2. In a more general sense, how can I test this function to determine if the
sluggishness is solely attributable to the FeFieldFunction? Additionally, I
would like to verify whether the function is functioning correctly or not, to
be able to send it in a pull request to the dealii git repository.
Najwa:
I don't know why the run time should be substantially slower for a system of
two components than for a single scalar problem. That might be worth
investigating. If you wanted to look into this, it would be useful to start
with as small a program that shows the issue.
In general, FEFieldFunction is slow because it doesn't know where the function
should be evaluated. If you give it a point, it first has to find the cell the
point is in, and then compute the reference coordinates of that point, etc.

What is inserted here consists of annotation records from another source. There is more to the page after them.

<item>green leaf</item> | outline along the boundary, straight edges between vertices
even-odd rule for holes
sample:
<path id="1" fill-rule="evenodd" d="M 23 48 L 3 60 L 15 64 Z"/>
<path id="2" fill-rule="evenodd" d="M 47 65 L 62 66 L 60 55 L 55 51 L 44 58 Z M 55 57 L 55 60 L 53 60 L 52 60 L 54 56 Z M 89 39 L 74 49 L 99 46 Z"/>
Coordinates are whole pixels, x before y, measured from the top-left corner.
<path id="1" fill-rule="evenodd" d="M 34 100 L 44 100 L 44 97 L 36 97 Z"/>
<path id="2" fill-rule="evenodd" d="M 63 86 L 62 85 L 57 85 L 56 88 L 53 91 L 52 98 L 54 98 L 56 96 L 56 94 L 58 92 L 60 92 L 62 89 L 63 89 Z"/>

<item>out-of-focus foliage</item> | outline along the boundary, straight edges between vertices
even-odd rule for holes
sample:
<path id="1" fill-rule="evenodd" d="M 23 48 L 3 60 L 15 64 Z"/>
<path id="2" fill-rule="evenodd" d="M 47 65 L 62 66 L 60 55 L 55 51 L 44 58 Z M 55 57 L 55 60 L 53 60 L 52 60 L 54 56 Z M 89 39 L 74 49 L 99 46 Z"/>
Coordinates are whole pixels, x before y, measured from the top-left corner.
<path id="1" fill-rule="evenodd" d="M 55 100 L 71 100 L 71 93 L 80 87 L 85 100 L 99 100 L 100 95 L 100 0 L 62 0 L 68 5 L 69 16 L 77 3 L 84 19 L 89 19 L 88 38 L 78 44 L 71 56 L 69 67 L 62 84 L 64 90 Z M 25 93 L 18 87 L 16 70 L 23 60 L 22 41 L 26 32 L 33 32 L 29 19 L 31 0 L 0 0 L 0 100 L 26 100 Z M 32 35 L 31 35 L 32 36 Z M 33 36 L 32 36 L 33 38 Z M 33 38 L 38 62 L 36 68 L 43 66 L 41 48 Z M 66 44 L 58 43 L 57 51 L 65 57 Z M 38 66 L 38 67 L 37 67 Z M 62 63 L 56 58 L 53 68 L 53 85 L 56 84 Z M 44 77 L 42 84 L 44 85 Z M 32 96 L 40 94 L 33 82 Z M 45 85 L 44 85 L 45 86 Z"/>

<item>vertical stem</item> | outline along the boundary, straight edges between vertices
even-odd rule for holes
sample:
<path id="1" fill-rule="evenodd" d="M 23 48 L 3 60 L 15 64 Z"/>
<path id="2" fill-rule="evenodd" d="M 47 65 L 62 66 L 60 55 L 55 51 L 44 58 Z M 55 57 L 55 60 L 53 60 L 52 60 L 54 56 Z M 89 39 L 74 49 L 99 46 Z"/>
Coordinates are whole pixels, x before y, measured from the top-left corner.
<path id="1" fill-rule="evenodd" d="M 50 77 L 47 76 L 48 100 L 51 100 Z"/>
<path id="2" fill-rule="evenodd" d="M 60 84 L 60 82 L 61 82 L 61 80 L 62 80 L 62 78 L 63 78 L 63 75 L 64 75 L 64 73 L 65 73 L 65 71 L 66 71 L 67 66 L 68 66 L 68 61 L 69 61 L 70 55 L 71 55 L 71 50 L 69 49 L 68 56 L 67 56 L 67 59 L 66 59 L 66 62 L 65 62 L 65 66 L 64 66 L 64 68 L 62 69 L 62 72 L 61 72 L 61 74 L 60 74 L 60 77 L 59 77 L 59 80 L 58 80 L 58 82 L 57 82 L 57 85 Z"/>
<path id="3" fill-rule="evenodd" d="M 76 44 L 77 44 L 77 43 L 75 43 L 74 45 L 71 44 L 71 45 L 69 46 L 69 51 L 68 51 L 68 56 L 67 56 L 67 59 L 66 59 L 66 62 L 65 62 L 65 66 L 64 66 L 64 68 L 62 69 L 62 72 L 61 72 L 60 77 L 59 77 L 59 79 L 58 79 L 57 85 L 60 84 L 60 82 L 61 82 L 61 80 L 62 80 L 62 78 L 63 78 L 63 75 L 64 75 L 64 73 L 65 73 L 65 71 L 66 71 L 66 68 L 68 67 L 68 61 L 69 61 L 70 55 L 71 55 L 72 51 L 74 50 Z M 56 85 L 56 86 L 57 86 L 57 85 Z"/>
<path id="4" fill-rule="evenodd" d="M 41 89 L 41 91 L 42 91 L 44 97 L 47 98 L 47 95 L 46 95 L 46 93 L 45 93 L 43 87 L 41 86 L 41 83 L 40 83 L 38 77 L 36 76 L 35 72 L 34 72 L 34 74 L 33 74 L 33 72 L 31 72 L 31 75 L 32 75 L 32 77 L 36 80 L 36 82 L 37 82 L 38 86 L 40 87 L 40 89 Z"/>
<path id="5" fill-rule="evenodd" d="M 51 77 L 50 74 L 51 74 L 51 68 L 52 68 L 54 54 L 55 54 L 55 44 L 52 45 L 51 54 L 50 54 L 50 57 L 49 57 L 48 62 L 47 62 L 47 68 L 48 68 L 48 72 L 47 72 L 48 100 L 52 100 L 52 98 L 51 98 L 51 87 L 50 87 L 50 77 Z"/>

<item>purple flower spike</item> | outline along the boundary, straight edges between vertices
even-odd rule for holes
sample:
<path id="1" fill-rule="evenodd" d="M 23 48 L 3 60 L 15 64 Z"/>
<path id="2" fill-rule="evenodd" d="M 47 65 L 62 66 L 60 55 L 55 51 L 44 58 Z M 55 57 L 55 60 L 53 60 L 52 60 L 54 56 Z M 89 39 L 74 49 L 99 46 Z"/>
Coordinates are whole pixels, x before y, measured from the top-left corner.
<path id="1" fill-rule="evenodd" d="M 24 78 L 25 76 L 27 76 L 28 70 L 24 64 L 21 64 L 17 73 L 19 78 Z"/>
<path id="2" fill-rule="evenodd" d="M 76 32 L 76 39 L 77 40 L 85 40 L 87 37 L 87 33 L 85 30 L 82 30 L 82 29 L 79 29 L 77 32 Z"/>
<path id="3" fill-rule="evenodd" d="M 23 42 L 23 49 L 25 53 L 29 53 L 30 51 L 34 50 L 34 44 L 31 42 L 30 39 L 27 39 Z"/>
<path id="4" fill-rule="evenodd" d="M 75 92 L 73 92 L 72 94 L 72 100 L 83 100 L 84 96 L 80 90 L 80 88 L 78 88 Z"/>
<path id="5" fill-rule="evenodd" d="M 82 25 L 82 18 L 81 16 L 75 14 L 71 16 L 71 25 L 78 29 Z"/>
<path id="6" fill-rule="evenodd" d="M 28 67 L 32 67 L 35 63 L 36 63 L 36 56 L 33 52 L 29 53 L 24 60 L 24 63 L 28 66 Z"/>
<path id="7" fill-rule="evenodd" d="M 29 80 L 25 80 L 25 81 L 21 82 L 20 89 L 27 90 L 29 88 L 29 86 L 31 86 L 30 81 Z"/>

You probably do this many times if you want to evaluate the solution on the
quadrature points of a whole triangulation. This will never be fast
There are perhaps better ways to deal with the situation. For example, instead
of doing the integration on the coarse mesh, you could take the coarse
solution, interpolate it onto the fine mesh, and then do the integration over
the fine mesh -- because there you can then just compute the values of both
the coarse and fine solution at the quadrature points of the fine mesh using
FEValues. This is fast, and the interpolation to the fine mesh should also be
reasonably fast.
There are also faster but more specialized alternatives to FEFieldFunction.
FEPointEvaluation is one option, though I don't know that class well enough.
Best
W.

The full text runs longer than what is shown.